Photo: Mario Cardenas Guillen, aka "El Gordo"
One of the Gulf drug cartel’s top bosses has been arrested, dealing a blow to the powerful Mexican criminal organization less than three months before President Felipe Calderon leaves office, officials said.
Mario Cardenas Guillen, known as “El Gordo” (The Fat Guy) and “M1,” was captured Monday by marines in the northeastern state of Tamaulipas, one of the areas most affected by drug-related violence in recent years.
He is the brother of former Gulf cartel top capos Osiel Cardenas Guillen, who was extradited to the United States on Jan. 20, 2007, and Antonio Ezequiel Cardenas Guillen, who died in a shootout with marines nearly two years ago.
The Gulf cartel, one of Mexico’s oldest drug trafficking organizations, was founded by Juan Nepomuceno Guerra in the 1970s and was later led by Juan Garcia Abrego, who was arrested in 1996 and extradited to the United States.
Osiel Cardenas Guillen took over the cartel’s leadership in July 1999, but he was arrested in 2003. He continued running the Gulf cartel, one of the most violent criminal organizations in Mexico, until his extradition to the United States four years later.
He was succeeded by his brother, Antonio Ezequiel, known as “Tony Tormenta,” and Jorge Eduardo Costilla Sanchez, known as “El Coss.”
Antonio Ezequiel Cardenas Guillen was killed in a shootout with marines on Nov. 5, 2010, and it was believed that Costilla Sanchez had been running the cartel since his death.
Mario Cardenas Guillen was in charge of one of the two branches of the cartel, while Costilla Sanchez, who is still at large, ran the other, a navy spokesman said.
The nearly 70-year-old Cardenas Guillen was paraded before reporters on Tuesday wearing a bullet-proof vest, appearing somber and with a bruise on his face.
He was identified as “someone who says” he is Mario Cardenas Guillen, which is standard procedure until a full identification is made.
The cartel boss was arrested in 1995 on a variety of drug-related charges, but he was released from prison in 2007, navy spokesman Rear Adm. Jose Luis Vergara said.
Cardenas Guillen oversaw the smuggling of large shipments of cocaine and marijuana from his prison cell in Matamoros, a border city in Tamaulipas, prompting his transfer to the Puente Grande prison in the western state of Jalisco, where he stayed until his release, Vergara said.
Marines seized a rifle, three ammunition clips, two grenades, 129,700 pesos ($9,800) in cash, communications gear, a vehicle and some cocaine from the suspect.
The Gulf cartel is no longer as powerful as it was in the past, partly because of its break with Los Zetas, the criminal organization’s former armed wing, which severed ties with the cartel in 2010 and now runs its own narcotics trafficking business.
The Gulf organization, which mainly deals in cocaine, synthetic drugs and marijuana, mostly operates in northern Mexico and the country’s eastern coastal areas.

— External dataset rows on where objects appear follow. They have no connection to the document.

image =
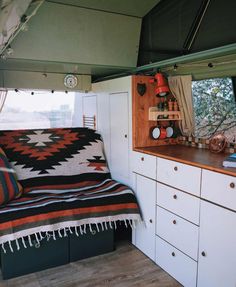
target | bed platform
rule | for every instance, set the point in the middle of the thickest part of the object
(69, 207)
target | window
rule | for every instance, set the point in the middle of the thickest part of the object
(41, 109)
(214, 107)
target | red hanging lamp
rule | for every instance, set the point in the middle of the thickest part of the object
(162, 88)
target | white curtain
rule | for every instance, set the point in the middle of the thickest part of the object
(3, 95)
(181, 88)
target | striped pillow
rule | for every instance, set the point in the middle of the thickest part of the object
(9, 186)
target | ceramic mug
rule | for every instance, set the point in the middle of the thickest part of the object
(163, 133)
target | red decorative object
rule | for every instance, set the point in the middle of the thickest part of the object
(217, 142)
(162, 88)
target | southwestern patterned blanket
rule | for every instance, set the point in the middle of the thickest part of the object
(67, 186)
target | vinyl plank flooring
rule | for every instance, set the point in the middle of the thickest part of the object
(125, 267)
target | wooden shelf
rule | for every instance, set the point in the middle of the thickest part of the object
(153, 115)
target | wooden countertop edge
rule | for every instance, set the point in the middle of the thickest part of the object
(193, 163)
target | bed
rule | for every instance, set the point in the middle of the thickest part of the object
(63, 188)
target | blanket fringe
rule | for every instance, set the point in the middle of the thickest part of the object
(34, 239)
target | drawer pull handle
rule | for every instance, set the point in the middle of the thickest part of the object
(36, 244)
(232, 185)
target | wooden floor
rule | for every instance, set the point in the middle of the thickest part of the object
(125, 267)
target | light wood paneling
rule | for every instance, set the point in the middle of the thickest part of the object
(140, 115)
(125, 267)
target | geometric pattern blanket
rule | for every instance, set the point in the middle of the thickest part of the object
(55, 158)
(51, 212)
(67, 186)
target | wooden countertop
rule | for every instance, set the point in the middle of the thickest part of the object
(202, 158)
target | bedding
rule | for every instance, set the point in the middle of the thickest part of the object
(56, 158)
(70, 210)
(67, 186)
(9, 186)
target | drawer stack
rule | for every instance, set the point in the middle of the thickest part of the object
(177, 220)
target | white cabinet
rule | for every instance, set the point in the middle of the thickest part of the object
(219, 188)
(178, 202)
(119, 134)
(177, 231)
(179, 175)
(145, 232)
(144, 164)
(177, 264)
(114, 123)
(217, 247)
(195, 233)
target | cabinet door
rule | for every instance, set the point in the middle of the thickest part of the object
(145, 232)
(217, 252)
(119, 136)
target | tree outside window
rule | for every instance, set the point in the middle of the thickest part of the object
(215, 108)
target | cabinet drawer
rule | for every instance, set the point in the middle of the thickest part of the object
(178, 232)
(219, 188)
(177, 264)
(178, 202)
(144, 164)
(179, 175)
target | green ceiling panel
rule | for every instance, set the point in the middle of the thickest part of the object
(68, 34)
(137, 8)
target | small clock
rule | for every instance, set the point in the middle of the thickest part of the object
(70, 81)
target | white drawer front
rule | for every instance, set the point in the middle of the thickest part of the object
(178, 202)
(144, 164)
(178, 232)
(219, 188)
(179, 175)
(177, 264)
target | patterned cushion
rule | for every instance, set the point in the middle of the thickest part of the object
(9, 187)
(55, 158)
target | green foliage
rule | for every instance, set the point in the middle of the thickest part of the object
(215, 108)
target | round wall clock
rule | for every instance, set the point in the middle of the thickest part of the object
(70, 81)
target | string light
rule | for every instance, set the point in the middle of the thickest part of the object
(175, 67)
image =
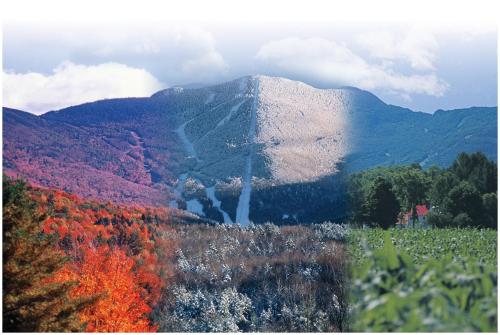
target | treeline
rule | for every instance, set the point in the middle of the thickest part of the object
(75, 265)
(462, 195)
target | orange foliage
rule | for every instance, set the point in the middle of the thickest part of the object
(115, 251)
(109, 273)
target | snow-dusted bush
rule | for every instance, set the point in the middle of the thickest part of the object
(330, 231)
(197, 311)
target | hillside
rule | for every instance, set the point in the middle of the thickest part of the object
(253, 149)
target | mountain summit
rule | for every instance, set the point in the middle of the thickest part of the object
(253, 149)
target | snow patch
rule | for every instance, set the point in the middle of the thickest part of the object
(228, 117)
(210, 98)
(210, 191)
(186, 142)
(195, 206)
(243, 209)
(179, 188)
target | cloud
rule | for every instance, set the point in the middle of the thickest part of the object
(71, 84)
(175, 53)
(332, 63)
(417, 47)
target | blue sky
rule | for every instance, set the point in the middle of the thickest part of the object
(423, 67)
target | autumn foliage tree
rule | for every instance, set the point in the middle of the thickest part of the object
(99, 262)
(30, 302)
(110, 274)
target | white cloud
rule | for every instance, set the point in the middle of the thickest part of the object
(330, 62)
(179, 53)
(72, 84)
(417, 47)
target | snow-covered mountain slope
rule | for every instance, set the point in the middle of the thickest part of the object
(261, 130)
(253, 149)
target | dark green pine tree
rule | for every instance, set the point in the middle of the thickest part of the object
(382, 205)
(29, 259)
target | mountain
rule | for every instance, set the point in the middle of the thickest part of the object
(254, 149)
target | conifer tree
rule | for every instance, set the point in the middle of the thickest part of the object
(31, 301)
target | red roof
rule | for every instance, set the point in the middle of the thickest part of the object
(421, 211)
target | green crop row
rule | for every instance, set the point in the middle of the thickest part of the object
(412, 280)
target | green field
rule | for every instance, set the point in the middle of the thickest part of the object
(424, 280)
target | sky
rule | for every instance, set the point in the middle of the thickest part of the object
(56, 60)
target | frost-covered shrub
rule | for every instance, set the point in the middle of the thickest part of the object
(197, 311)
(260, 278)
(329, 231)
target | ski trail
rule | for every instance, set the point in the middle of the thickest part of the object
(210, 191)
(179, 188)
(186, 142)
(243, 209)
(210, 98)
(222, 122)
(233, 110)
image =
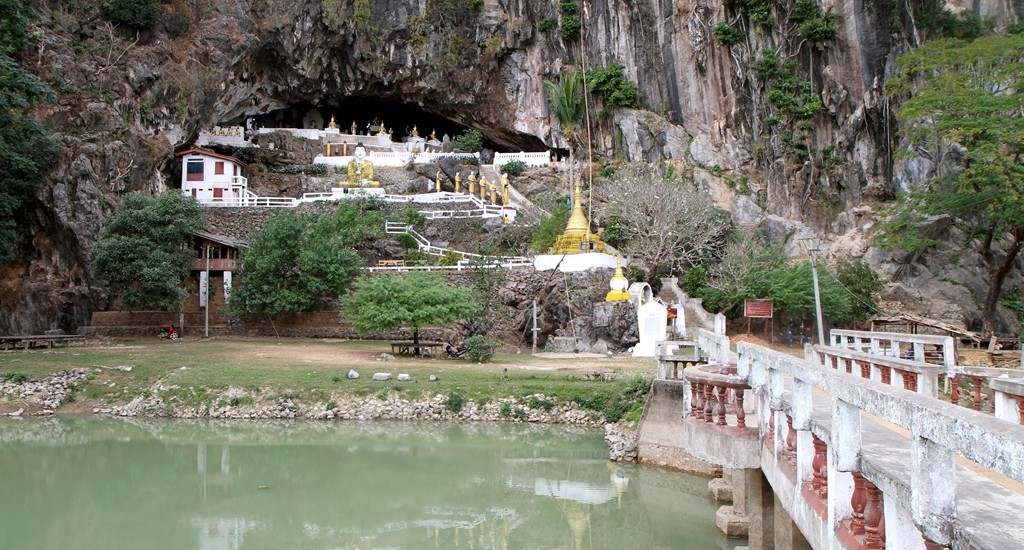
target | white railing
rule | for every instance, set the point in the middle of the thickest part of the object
(919, 477)
(392, 159)
(931, 348)
(531, 160)
(716, 345)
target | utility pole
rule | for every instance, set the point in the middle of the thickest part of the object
(206, 297)
(817, 294)
(536, 330)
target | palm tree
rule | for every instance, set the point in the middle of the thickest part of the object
(566, 102)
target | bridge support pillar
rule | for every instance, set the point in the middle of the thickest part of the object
(785, 535)
(752, 513)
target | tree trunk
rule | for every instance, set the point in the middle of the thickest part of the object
(998, 275)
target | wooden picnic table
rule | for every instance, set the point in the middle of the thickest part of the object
(421, 348)
(40, 340)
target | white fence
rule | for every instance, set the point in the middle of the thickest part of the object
(393, 159)
(532, 160)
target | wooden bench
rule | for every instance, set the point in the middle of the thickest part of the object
(421, 348)
(41, 340)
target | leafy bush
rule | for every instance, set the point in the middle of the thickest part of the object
(571, 25)
(468, 141)
(819, 29)
(455, 403)
(514, 168)
(133, 13)
(571, 28)
(727, 34)
(479, 348)
(549, 229)
(610, 83)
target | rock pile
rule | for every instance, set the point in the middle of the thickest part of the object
(47, 392)
(622, 442)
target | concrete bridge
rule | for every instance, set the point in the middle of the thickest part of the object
(849, 446)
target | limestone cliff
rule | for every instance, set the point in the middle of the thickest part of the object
(129, 99)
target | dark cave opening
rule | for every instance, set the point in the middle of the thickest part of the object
(361, 114)
(398, 117)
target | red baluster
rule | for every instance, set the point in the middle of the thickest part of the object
(875, 518)
(791, 439)
(819, 475)
(740, 415)
(977, 392)
(858, 501)
(721, 406)
(695, 410)
(909, 380)
(709, 403)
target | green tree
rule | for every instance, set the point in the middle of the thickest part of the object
(27, 149)
(792, 290)
(144, 253)
(740, 273)
(134, 13)
(468, 141)
(415, 300)
(963, 113)
(565, 98)
(296, 260)
(610, 83)
(861, 284)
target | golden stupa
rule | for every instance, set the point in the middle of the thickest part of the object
(619, 284)
(577, 238)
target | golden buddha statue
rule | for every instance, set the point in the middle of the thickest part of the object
(360, 170)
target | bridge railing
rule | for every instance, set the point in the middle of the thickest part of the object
(1009, 398)
(671, 364)
(715, 345)
(715, 391)
(913, 376)
(927, 347)
(853, 481)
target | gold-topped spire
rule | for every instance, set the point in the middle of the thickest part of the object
(619, 284)
(577, 237)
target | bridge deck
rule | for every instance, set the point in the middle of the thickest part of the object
(988, 505)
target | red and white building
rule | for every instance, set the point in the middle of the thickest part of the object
(213, 178)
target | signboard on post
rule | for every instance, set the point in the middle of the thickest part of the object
(758, 308)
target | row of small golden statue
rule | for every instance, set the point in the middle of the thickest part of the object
(353, 129)
(484, 185)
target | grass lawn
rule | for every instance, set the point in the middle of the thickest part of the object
(199, 371)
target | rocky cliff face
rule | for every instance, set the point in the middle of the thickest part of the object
(128, 100)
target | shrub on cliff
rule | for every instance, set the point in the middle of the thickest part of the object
(133, 13)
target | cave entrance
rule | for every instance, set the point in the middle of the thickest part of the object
(398, 117)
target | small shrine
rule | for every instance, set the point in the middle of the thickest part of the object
(578, 237)
(360, 170)
(619, 284)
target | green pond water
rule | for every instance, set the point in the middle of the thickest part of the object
(111, 483)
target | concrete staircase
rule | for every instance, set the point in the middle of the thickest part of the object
(692, 308)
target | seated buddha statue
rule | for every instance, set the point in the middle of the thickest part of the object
(360, 170)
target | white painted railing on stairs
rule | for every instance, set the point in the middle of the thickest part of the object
(531, 160)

The cartel, like other Mexican criminal organizations, has expanded into kidnappings and extortion rackets, targeting businesses.
Mario Cardenas Guillen’s arrest comes as Mexico is entering the political transition that will end with the inauguration on Dec. 1 of Enrique Peña Nieto, who won the July 1 presidential election.
The cartel leader’s arrest was announced on Tuesday, the same day that Peña Nieto, of the Institutional Revolutionary Party, or PRI, named his transition team, which will oversee the handover of power from Calderon, of the conservative National Action Party, or PAN.
Calderon made fighting Mexico’s drug cartels the focus of his internal security policy after taking office on Dec. 1, 2006.
The president has deployed tens of thousands of soldiers and Federal Police officers across the country to combat drug cartels and other criminal organizations.
The use of the armed forces to fight drug traffickers, however, has failed to stem the violence.
Mexico registered 27,199 murders in 2011, or 24 per 100,000 people, the highest number since Calderon took office, the National Institute of Statistics and Geography, or INEGI, said in a report released last month.
The Movement for Peace with Justice and Dignity, which was founded by human rights activist and poet Javier Sicilia, puts the death toll from Mexico’s drug war at 70,000.
A military commander based in northern Mexico told Efe that Mario Cardenas Guillen’s arrest could lead to more violence in the region, which borders the United States.
“With the arrest of Cardenas Guillen, the situation will get difficult, there could be more violence,” the military officer told Efe on condition of anonymity.
The cartel boss’s arrest could lead to a “readjustment of the command” structure and the effort to dominate northern Mexico “will make the criminal organizations increase their clashes with greater violence,” the military commander said.